Mechanical parts were at least a little easier to come by — some period production Countach parts would do the job, but even then many of the finer detail pieces and components had to be recreated from scratch.
Then there was the body. This was the first Countach, remember. No wings, no slats, no scoops. This is the pure, clean, original Gandini look, and it had to be perfect. Polo Storico turned to the Lamborghini Centro Stile where the team led by Mitja Borkert, Head of Design, set to work on a very challenging project. “The LP 500 is of paramount importance to Lamborghini because it gave rise to the design DNA of all subsequent models.” said Mitja Borkert. “To arrive at the car that debuted in Geneva in 1971, a 1:1 scale styling model was developed, which along with the car itself was lost over time, but extensive photographic evidence of it remains. This is the same approach with which we decided to tackle the project. Starting from publications of the time, from images on homologation sheets and other material recovered from Polo Storico, we were able to reconstruct the mathematics necessary for creating the first 1:1 scale model. The biggest challenge was to create the exact volume of the car, and for this we used the opportunity to take a 3D scan of our LP 400 (chassis 001), which was an enormous source of information. It took us 2000 hours of work altogether to arrive at the final model, with lines that satisfied us. The exact same procedure was followed for the interior.”

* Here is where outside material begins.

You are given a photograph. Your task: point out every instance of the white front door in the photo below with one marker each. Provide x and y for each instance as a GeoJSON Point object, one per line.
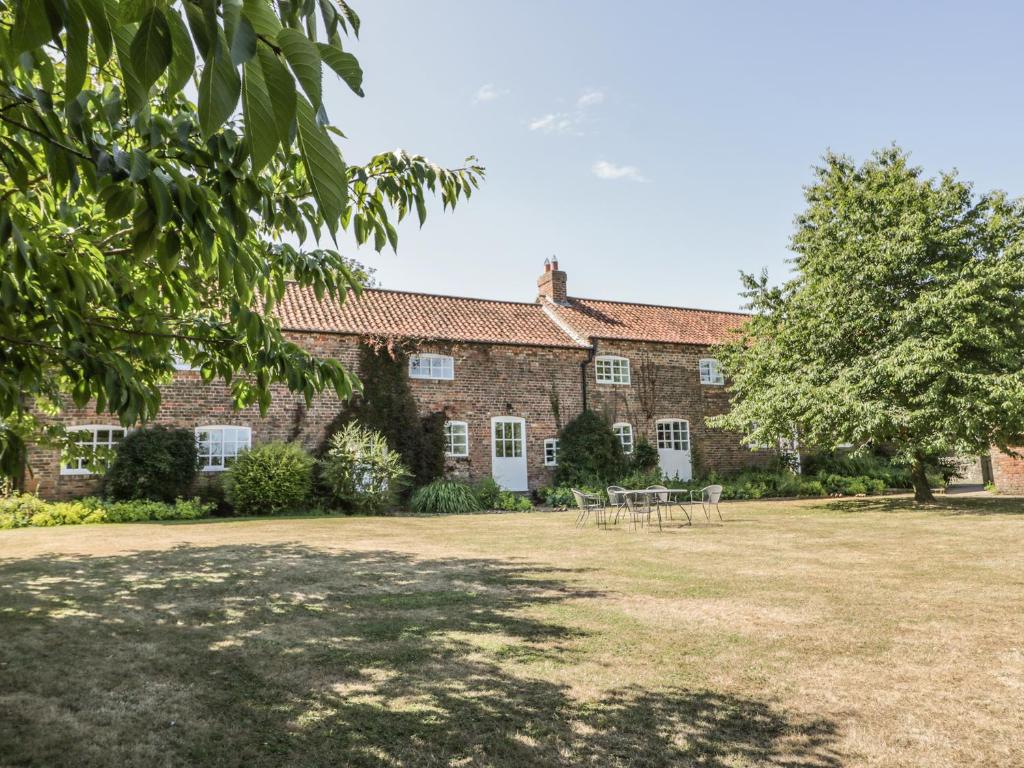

Even the paint and the tyres needed careful research. The Lamborghini raid on the PPG archives proved to be crucial, making it possible to identify, after careful analysis, the exact composition for producing the yellow color used, identified as “Giallo Fly Speciale”. Meanwhile, Pirelli had a dig through its archives, and was able to recreate the original Cinturato CN12 tyres, supplied in the sizes 245/60R14 for the front and 265/60R14 for the rear. These new tyres are fitted with the same tread pattern and aesthetics as in the 1970s, but with a modern compound and structure.
And so here it is. As if it’s travelled through time from Geneva 1971. The original Lamborghini Countach LP500. Not a replica, because it’s made by the original factory. Not a ‘continuation’ because this is the only one that will be made. Not a ‘reborn’ because there was no original donor car to work from. It’s old, but new. Lost, but found.
“The Countach reinvented high-performance cars,” said Stephan Winkelmann, Chairman and CEO of Automobili Lamborghini, “and it became an icon in terms of stylistic language that even today, after decades, still inspires contemporary Lamborghinis. Bringing the reconstruction of the first Countach to the concept class of the Concorso d’Eleganza Villa d’Este, in the year we are celebrating the 50th anniversary of this model, is something extraordinary because it allows us to admire the legendary 1971 LP 500 in person for the first time in so many years.”